A client commissioned David Boardman Fletcher to make a copy of Robert Jupe's patented 1835 table design in 1997, thus beginning a 20+ year period of innovation and subsequent design refinement as materials and construction processes expansively pushed each revision towards perfection.
The Capstan Table is a delight felt across the gamut of one's whole sensorium with D.B. Fletcher's addition of mechanical stowing/deploying of expansion leaves. The rotating design and audible mechanical action are slick to the point of absurdity, but the addition of an electric motor cranks the opalescence dial to 11.

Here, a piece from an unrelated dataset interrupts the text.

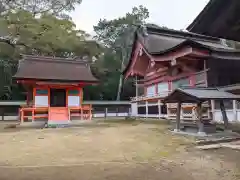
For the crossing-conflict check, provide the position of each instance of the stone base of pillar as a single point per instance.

D.B. Fletcher elaborates on the driving ethos embodied in each Capstan Table with this quote:
"Every part of this table is special. Every part is bespoke, and for these reasons it is an expensive piece of furniture. Something quite rare in this world. There is no mass production here, it is a hand built and beautifully made piece; and one that I hope every owner will be proud" — D.B. Fletcher
Fletcher states that there are roughly 962 components held together with 3756 fastenings that form each table, and seeing the mechanical gubbins that animate the movement within the Capstan Table feels akin to the first time I saw the cutaway of Tranzor Z during the closing sequence back in the '80s.
D.B. Fletcher's legacy has been carried by son Nathan and daughter Emily since being entrusted with the company in 2014.